Diabetic foot ulcers (DFUs) are one of the most severe and costly complications of diabetes, affecting up to 25% of people with the condition during their lifetime. Left untreated or mismanaged, DFUs can progress to infection, gangrene, and ultimately lead to lower-limb amputation—a devastating outcome that impacts millions globally. Despite advances in wound care, a critical gap remains: the inability to accurately assess the biological healing phase of a DFU in real time, especially in resource-limited settings.
Traditional classification systems like the Wagner or University of Texas (UT) scales focus on structural depth and presence of infection but offer little insight into the underlying cellular processes driving healing. This limitation hinders personalized treatment, as therapies effective in one healing phase may be ineffective—or even harmful—in another.
Now, groundbreaking research by Basiri et al., published in Computers in Biology and Medicine, introduces an accessible, automated machine learning (ML) model that classifies DFU healing phases—inflammation, proliferation, and remodeling—using only routinely collected clinical metadata. This innovation promises to democratize advanced wound assessment, enabling early triage, continuous monitoring, and optimized treatment without reliance on expensive lab tests or imaging.

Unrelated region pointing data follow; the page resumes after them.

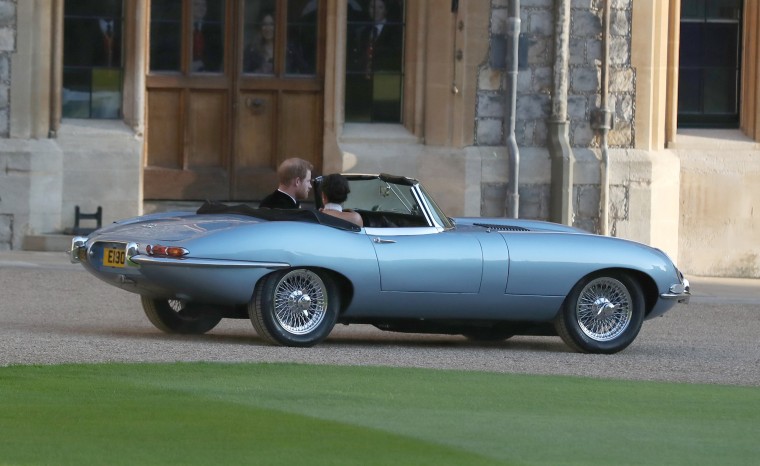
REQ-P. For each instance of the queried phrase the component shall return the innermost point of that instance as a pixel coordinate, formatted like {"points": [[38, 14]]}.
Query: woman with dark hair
{"points": [[334, 193]]}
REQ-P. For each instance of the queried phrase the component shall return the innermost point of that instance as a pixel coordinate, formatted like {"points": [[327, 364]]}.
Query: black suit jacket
{"points": [[279, 200]]}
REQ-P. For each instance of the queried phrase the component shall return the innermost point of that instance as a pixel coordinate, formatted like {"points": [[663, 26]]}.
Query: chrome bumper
{"points": [[78, 251], [679, 291]]}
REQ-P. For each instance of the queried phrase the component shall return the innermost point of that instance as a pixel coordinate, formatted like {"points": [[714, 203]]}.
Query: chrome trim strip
{"points": [[679, 291], [143, 259], [77, 243]]}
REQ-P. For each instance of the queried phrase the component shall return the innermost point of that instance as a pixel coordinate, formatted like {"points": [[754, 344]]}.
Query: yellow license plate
{"points": [[114, 257]]}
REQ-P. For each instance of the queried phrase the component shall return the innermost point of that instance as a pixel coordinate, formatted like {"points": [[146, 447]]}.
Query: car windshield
{"points": [[381, 196]]}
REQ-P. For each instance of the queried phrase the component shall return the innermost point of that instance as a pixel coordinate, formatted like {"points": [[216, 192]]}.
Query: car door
{"points": [[426, 259]]}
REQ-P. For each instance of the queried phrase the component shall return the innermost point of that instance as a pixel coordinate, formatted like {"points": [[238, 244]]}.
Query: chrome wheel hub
{"points": [[300, 302], [604, 309]]}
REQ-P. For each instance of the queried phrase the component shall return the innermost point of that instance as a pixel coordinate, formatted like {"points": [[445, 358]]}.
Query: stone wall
{"points": [[7, 47], [534, 107]]}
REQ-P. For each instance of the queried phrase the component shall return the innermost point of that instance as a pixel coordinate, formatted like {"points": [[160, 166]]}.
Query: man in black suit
{"points": [[295, 183]]}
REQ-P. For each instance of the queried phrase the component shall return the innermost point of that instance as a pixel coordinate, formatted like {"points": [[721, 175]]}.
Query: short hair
{"points": [[335, 188], [293, 168]]}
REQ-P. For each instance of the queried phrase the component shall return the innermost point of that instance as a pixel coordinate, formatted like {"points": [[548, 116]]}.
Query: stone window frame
{"points": [[749, 85], [443, 50]]}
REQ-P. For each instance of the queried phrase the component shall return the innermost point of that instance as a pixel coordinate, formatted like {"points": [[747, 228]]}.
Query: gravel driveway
{"points": [[54, 312]]}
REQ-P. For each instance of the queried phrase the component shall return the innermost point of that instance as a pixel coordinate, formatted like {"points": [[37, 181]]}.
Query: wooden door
{"points": [[231, 96]]}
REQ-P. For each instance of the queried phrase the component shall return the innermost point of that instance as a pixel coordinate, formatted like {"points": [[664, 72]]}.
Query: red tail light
{"points": [[166, 251]]}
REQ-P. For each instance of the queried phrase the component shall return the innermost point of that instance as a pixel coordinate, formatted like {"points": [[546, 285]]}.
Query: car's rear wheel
{"points": [[297, 307], [176, 316], [602, 314]]}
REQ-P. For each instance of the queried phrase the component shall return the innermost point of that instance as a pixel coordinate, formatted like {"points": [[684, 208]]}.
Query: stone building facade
{"points": [[690, 192]]}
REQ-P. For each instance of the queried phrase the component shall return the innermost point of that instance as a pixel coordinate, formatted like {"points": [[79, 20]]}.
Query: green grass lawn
{"points": [[207, 413]]}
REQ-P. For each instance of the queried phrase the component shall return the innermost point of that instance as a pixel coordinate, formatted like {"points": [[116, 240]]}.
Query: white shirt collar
{"points": [[333, 206]]}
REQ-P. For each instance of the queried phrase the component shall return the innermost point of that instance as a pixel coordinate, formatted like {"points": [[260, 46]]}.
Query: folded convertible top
{"points": [[278, 215]]}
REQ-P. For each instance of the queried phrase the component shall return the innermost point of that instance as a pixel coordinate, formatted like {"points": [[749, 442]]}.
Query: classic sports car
{"points": [[296, 273]]}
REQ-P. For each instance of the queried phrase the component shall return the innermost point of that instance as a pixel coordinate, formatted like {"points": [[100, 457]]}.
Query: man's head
{"points": [[335, 188], [295, 177]]}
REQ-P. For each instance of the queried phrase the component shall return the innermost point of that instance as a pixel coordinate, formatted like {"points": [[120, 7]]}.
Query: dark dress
{"points": [[279, 200]]}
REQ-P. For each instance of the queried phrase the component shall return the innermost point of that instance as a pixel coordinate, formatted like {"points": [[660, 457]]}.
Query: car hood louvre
{"points": [[501, 227]]}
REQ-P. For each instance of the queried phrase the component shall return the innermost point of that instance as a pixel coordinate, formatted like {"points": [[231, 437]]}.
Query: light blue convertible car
{"points": [[297, 273]]}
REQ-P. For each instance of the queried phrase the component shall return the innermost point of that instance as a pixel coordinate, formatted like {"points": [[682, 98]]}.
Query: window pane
{"points": [[165, 35], [92, 59], [723, 9], [302, 37], [208, 38], [689, 91], [693, 9], [106, 93], [258, 56], [76, 93], [374, 61], [93, 8], [720, 91]]}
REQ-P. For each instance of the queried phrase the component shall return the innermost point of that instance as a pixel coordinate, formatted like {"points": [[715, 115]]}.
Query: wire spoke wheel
{"points": [[297, 307], [604, 309], [602, 314], [300, 302]]}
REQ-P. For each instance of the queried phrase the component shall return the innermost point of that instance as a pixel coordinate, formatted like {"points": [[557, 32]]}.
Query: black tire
{"points": [[297, 307], [602, 314], [175, 316]]}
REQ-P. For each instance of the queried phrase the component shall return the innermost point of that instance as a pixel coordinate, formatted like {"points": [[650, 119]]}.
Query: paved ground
{"points": [[54, 312]]}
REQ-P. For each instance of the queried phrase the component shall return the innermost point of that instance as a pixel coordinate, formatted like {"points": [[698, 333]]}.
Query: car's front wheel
{"points": [[602, 314], [297, 307], [175, 316]]}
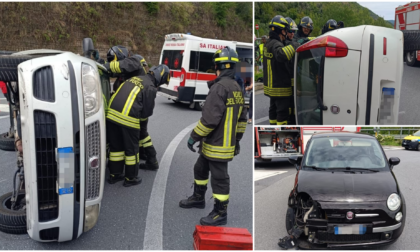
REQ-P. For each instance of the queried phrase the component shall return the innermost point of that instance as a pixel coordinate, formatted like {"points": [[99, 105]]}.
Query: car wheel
{"points": [[12, 221], [7, 143]]}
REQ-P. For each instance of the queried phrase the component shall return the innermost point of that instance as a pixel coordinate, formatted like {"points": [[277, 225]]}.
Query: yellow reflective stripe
{"points": [[228, 127], [145, 145], [221, 197], [275, 23], [145, 139], [130, 100], [116, 159], [201, 182]]}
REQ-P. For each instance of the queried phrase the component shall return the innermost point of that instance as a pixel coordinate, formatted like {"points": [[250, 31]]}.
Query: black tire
{"points": [[11, 221], [410, 58], [8, 67], [7, 144], [290, 220]]}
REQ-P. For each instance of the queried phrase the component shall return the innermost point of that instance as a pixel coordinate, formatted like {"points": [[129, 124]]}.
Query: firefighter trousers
{"points": [[280, 110], [124, 150], [145, 143], [220, 180]]}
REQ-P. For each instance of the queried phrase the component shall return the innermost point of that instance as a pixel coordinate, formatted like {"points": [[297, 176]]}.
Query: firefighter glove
{"points": [[237, 148], [191, 143]]}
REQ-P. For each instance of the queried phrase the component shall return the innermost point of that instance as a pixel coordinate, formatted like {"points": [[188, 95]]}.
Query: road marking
{"points": [[154, 221], [261, 120], [262, 174]]}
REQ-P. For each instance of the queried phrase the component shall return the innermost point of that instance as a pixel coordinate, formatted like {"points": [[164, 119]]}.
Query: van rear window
{"points": [[173, 59]]}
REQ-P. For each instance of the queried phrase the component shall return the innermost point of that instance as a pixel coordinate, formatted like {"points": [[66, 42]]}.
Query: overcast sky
{"points": [[383, 9]]}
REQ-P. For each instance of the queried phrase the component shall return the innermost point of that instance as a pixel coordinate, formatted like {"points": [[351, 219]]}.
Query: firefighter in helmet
{"points": [[219, 130], [305, 28], [277, 77]]}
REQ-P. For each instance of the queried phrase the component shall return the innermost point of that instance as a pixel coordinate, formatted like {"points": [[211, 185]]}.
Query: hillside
{"points": [[139, 26], [351, 13]]}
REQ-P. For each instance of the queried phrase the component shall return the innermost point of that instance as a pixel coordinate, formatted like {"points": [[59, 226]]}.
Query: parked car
{"points": [[345, 194]]}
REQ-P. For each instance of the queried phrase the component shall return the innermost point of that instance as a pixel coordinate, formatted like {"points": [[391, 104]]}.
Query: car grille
{"points": [[46, 165], [43, 84], [332, 238], [93, 136]]}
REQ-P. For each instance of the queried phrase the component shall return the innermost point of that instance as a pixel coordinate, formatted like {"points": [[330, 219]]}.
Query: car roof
{"points": [[341, 134]]}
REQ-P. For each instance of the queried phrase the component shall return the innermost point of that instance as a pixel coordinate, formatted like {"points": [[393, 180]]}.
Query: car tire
{"points": [[290, 219], [12, 221], [8, 67], [6, 143]]}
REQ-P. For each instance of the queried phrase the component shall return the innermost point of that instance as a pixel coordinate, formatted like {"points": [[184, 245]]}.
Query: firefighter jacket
{"points": [[277, 57], [125, 69], [130, 102], [223, 119]]}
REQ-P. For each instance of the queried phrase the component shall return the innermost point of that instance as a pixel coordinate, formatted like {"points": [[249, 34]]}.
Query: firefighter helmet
{"points": [[142, 60], [329, 26], [278, 22], [307, 23], [117, 53], [161, 74], [225, 58], [292, 24]]}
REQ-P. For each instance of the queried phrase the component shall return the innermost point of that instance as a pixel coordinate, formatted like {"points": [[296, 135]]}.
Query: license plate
{"points": [[350, 229]]}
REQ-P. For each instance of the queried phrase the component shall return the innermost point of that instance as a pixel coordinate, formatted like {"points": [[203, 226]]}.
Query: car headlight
{"points": [[91, 90], [393, 202]]}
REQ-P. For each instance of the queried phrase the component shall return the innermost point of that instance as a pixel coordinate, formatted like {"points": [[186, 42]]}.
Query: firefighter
{"points": [[329, 26], [290, 34], [305, 28], [219, 131], [277, 76]]}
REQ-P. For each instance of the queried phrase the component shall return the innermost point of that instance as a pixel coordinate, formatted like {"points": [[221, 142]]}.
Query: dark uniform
{"points": [[277, 77], [219, 131]]}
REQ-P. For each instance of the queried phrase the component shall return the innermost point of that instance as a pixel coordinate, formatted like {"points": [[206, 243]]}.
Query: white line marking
{"points": [[154, 221], [262, 174], [261, 120]]}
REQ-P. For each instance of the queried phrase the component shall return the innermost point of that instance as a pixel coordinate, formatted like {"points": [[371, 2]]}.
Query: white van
{"points": [[350, 76], [190, 60]]}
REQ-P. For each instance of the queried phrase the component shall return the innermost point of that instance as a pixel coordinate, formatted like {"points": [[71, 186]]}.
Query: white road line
{"points": [[153, 233], [261, 120], [262, 174]]}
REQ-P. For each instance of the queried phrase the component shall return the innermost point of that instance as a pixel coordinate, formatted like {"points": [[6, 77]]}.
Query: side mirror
{"points": [[87, 47], [295, 160], [394, 161]]}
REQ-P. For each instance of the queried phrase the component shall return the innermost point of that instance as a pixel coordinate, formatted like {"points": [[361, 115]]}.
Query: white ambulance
{"points": [[407, 18], [350, 76], [284, 142], [190, 60]]}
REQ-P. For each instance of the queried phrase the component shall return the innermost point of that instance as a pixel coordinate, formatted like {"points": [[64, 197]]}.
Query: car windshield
{"points": [[344, 152]]}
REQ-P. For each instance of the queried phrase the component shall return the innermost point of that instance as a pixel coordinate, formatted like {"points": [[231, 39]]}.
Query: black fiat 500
{"points": [[345, 194]]}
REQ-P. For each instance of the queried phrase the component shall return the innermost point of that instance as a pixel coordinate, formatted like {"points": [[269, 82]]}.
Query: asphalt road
{"points": [[271, 196], [408, 112], [124, 211]]}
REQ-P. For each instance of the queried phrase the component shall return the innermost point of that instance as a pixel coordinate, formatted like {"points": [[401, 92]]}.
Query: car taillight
{"points": [[334, 47], [183, 77]]}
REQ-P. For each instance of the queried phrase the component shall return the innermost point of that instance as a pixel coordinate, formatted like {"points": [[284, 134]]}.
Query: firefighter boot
{"points": [[114, 178], [197, 199], [218, 216], [151, 161]]}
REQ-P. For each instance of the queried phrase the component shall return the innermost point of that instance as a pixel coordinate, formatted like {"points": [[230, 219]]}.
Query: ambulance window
{"points": [[173, 59], [309, 73], [201, 62]]}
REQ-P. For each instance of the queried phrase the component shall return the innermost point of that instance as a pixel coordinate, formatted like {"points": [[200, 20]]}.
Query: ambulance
{"points": [[407, 18], [350, 76], [190, 60], [284, 142]]}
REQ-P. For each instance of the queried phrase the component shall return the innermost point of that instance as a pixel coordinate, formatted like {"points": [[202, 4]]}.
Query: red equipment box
{"points": [[221, 238]]}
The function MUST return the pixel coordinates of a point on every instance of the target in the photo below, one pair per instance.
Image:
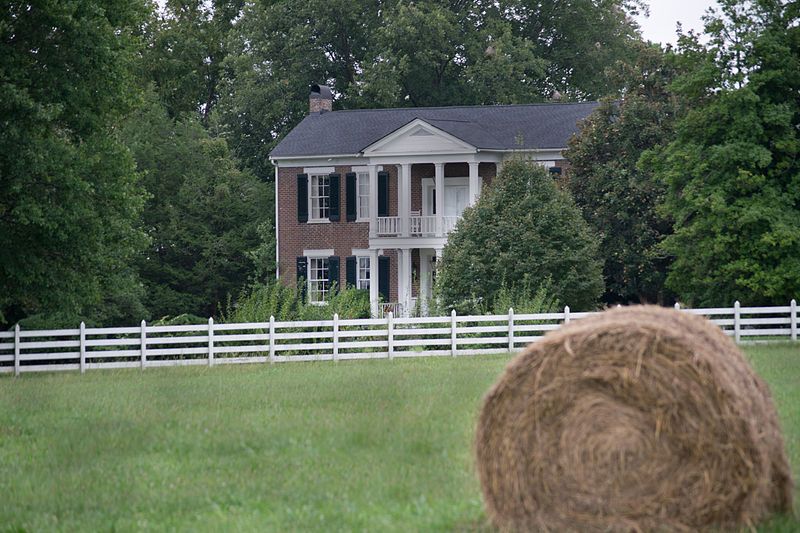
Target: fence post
(16, 350)
(390, 333)
(453, 343)
(336, 337)
(210, 341)
(272, 338)
(143, 347)
(83, 347)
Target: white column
(474, 183)
(405, 296)
(373, 203)
(424, 281)
(373, 280)
(404, 210)
(439, 198)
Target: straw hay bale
(637, 419)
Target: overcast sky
(665, 14)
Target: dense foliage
(732, 171)
(522, 232)
(203, 216)
(619, 198)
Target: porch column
(404, 198)
(373, 278)
(373, 207)
(439, 198)
(402, 279)
(474, 183)
(424, 281)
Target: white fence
(327, 340)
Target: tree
(523, 232)
(187, 47)
(399, 54)
(70, 197)
(209, 222)
(733, 172)
(617, 197)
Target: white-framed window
(362, 202)
(319, 195)
(318, 280)
(362, 272)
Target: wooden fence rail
(210, 343)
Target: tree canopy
(523, 232)
(618, 198)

In this comprehensive guide, we’ll unpack the study’s methodology, results, and clinical implications, presenting actionable insights for healthcare providers, researchers, and patients. We’ll also explore the key features that drive accurate classification and how this AI-powered approach can transform diabetic foot care worldwide.
Why Healing Phase Classification Matters in Diabetic Foot Ulcers
The Three Stages of Wound Healing: A Biological Roadmap
Wound healing is not a linear checklist—it’s a dynamic, overlapping process governed by specific cellular and molecular events. Understanding which phase a DFU is in allows clinicians to tailor treatments precisely:
- Inflammatory Phase (I):
- Characterized by neutrophil infiltration, platelet aggregation, and initial hemostasis.
- Goal: Control inflammation without suppressing necessary immune activity.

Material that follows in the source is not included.